The director of the agency, which is an independent body of the Organization for Economic Co-operation and Development, which is a member of the most developed economies in the world (Bulgaria is not a member), Fatih Birol, said that this winter does not pose a risk because of the stocks in the underground storages, the agreed supplies of liquefied gas and milder weather, but for the next winter, the EU will have to do more to be energy secure.
IEA suggests that the work should be urgently focused on improving energy efficiency, especially the renovation of buildings and the installation of LED lighting, faster installation of renewable energy capacities, replacement of heating installations with heat pumps and a change in consumer behavior.
Birol said that currently the average temperature maintained in buildings in Europe in winter is 23 degrees Celsius, and if it was lowered by just one degree, it could save 10 billion cubic meters of gas per year.
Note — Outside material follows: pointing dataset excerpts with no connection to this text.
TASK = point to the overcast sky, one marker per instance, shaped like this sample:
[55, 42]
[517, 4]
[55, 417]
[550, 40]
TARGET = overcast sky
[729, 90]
Birol called for better information campaigns to encourage consumers to use less energy.
Total gas consumption in the EU was 412 billion cubic meters in 2021, according to EU data.
"This is a serious challenge," Birol said, adding that the shortfall would be around 60 billion cubic meters without the EU's emergency response measures.
European Commission President Ursula von der Leyen said gas supplies to the EU were "secured for this winter" and the 27 EU countries were preparing for the next one.
"The reduction of Russian supplies by 80% compared to last September had an unprecedented effect on world markets and severe consequences for the European energy system, but we were able to withstand the blackmail," Von der Leyen said after a meeting with the IEA director in Brussels on Monday.
She pointed out that in 2022 the EU has doubled the production of clean energy and launched four interconnectors, including the Bulgarian-Greek one, and that it is working on increasing financing for energy projects, including by creating a sovereign fund, similar to the fund to recover from the COVID-19 pandemic.
The European Commission has proposed a number of measures, including mandatory gas stockpiling, diversification of supplies, gas saving, more solar and wind plants, but some of them as a platform for common gas purchases, limiting the price of transactions, mutual assistance measures between countries, all they have not yet been accepted by the energy ministers, who have been discussing them since the end of August.
The main problem is what the gas price ceiling should look like and which transactions it should cover. EU energy ministers are meeting on Tuesday for the sixth time since the start of the war to try to agree on a price adjustment mechanism.
Although Russia has cut gas supplies this year, Europe has averted a severe shortage and started the winter with overflowing gas storage tanks - thanks in part to emergency EU measures to fill storage, mild weather and high gas prices that dampened demand.